Seoul, South Korea (AP) — South Korea’s President-elect On Sunday, he said he would abandon the Blue House’s hillside presidential residence and set up his office on the premises of the Ministry of Defense in central Seoul for better communication with the public.

This immediate backlash from critics of the relocation plan warned that the sudden move of high-ranking government officials would undermine South Korea’s national security, require excessive spending, and infringe on the property rights of residents of the new presidential palace area. The plan was pulled out.

One of President Yoon Seok-yul’s main election promises is the relocation of Cheong Wa Dae, and the conservative former Supreme Prosecutor, whose term of office will begin on May 10 for five years, said the location and design of the Blue House. Excessive force is used away from the public, who said South Korean leaders have called for criticism that they have been reduced.

In the Blue House complex, the presidential advisor’s office and press room are not in the same building where the president works, but hundreds of meters (yards) apart. Some former officials said they would use bicycles and cars to visit the president.

Yun said at a press conference on Sunday that he chose the Pentagon facility because it already has security-related headquarters.

Yun said he would begin his term at the new office, saying that Defense Ministry officials would be transferred to the Joint Chiefs of Staff and JCS officials would be phased out to suburban war headquarters. Soul.

Yun said a large public park will be set up near the new presidential palace, allowing the general public to see his office nearby. He also said he would set up a press center and meet journalists frequently.

According to Yun’s plan, the current Blue House will be open to the public as a park on the day of his inauguration, gathering public opinion and choosing the name of the new office.

Critics of Yun’s plan say they need more urgent attention to other challenges, such as the surge in COVID-19, North Korea’s nuclear threat, and various economic hardships, and do not rush to relocate. I asked.

South Korea’s largest political party, the Liberal Democratic Party, Yun Ho-jun, said the sudden move in the defense ministry’s key facilities would create a “big hole in national security” in the North Korean threat. .. He said some Seoul residents are likely to suffer “extreme damage” to their property rights as government restrictions are expected on development in areas near the new office.

“Is it appropriate to unilaterally promote the relocation of the Blue House and the Defense Ministry, which determines national security and the property rights of citizens, without hearing public opinion?” Prompted. ..

According to South Korean media, a group of 11 former Chiefs of Staff of the Joint Chiefs of Staff has issued a statement to Yun’s transition team against the move, which will allow the enemy to attack Cheong Wa Dae and military headquarters at the same time.
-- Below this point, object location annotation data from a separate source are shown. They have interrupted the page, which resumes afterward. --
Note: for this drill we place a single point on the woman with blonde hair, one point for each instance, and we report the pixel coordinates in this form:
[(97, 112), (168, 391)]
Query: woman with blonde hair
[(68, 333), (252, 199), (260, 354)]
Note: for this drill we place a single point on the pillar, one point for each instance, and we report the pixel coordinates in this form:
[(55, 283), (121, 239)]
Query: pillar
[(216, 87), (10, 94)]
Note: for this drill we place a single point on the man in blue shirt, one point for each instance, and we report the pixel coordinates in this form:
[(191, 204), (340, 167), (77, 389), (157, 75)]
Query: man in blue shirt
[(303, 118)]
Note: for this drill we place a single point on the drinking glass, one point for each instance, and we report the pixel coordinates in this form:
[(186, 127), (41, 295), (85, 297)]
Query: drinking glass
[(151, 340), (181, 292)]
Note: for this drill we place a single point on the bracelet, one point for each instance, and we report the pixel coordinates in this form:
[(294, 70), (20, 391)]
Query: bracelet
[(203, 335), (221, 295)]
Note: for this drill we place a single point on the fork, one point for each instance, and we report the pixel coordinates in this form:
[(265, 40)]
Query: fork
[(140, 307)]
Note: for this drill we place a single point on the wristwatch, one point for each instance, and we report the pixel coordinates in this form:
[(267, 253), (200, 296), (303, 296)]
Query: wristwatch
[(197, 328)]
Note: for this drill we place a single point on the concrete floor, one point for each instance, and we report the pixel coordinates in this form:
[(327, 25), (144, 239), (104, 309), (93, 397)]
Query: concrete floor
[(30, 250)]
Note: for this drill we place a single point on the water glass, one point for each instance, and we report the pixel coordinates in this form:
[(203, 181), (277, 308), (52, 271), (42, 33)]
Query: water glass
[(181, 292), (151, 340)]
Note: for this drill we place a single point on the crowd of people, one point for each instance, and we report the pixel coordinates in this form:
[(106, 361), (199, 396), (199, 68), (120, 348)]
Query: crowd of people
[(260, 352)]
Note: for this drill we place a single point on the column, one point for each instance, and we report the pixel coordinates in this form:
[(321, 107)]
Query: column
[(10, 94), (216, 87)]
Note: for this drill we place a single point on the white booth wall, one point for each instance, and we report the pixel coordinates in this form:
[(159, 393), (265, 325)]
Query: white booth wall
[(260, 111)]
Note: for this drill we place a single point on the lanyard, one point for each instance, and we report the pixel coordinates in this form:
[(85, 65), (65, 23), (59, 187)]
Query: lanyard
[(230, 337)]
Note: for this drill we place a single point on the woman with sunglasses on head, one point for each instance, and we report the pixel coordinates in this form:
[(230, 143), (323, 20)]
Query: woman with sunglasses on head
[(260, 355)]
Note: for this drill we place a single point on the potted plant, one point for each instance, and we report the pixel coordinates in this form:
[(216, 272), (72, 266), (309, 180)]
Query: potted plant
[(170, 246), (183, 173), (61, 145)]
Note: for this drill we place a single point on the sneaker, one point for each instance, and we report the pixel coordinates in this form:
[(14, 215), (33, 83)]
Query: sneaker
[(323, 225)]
Stated.

Democratic Party President Moon Jae-in had previously promised to leave Cheong Wa Dae, but canceled the plan because he could not find a place for the new office.
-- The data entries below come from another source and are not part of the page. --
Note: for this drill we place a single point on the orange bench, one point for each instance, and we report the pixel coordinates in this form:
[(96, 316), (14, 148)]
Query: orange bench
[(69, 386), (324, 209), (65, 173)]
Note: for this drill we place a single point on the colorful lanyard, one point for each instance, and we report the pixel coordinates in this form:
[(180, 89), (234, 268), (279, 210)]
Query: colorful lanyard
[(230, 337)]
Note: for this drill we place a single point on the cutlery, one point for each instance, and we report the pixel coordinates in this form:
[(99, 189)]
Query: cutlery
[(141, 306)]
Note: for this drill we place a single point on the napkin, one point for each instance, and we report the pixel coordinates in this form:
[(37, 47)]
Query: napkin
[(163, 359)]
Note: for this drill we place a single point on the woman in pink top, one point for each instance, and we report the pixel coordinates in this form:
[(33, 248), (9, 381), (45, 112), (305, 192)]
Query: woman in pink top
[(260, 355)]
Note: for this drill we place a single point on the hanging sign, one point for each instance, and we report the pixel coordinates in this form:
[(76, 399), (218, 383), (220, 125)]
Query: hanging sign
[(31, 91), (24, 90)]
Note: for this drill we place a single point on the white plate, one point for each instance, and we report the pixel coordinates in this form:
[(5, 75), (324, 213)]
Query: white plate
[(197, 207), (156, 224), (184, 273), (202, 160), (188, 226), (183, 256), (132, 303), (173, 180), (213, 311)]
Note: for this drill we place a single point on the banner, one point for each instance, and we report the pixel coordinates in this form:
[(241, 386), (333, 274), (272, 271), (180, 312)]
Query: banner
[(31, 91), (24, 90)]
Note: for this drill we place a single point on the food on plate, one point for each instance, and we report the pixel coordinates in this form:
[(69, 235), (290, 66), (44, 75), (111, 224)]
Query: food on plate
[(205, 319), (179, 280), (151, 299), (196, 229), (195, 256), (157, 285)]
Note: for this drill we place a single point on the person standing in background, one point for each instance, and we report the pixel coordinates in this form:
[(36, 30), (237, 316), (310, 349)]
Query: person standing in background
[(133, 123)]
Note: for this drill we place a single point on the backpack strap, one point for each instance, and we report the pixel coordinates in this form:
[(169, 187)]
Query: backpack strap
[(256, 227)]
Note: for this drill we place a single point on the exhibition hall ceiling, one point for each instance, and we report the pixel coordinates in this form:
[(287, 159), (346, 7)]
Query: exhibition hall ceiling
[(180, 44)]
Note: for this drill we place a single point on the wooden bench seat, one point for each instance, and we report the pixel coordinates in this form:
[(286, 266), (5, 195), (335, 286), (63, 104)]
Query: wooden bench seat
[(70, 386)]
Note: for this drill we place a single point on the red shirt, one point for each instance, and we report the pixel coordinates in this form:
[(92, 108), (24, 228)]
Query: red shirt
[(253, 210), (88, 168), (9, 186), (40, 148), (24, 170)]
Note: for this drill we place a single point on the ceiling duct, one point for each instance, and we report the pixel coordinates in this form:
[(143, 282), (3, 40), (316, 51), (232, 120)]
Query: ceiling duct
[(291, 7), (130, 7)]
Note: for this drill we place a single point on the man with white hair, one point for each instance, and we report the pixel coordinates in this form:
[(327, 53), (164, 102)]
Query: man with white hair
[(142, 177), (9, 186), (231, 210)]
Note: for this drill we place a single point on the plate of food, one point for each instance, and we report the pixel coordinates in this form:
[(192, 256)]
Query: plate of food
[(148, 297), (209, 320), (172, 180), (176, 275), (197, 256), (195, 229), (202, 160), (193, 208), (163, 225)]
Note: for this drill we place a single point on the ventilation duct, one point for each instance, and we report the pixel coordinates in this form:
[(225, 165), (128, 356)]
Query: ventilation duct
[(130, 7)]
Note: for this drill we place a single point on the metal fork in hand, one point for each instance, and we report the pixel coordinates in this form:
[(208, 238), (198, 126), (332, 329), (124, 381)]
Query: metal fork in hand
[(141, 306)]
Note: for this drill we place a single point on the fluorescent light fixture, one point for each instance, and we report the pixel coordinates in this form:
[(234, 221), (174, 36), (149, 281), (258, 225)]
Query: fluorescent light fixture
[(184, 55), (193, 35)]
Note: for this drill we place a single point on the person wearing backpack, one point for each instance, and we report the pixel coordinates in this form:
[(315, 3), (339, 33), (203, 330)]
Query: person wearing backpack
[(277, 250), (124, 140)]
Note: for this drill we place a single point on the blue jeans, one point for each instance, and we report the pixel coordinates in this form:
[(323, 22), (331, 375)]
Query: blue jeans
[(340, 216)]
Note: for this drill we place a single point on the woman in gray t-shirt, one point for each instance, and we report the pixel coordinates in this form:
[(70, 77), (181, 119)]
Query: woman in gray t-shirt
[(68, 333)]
Yun is aware of the concerns, but said it would be difficult to leave if he began his term at the Blue House, which critics call “a symbol of imperial power.”

“I know that relocating Cheong Wa Dae is not an easy task, but if I cancel my promise to the people again (at the time of the relocation), other future presidents will not try it,” Yun said. “. I made this decision for the future of the country. “

Yun said the move would cost about 50 billion won ($ 41 million). Some critics said it would cost up to 1 trillion won ($ 825 million), an estimate that Yun called “unfounded.”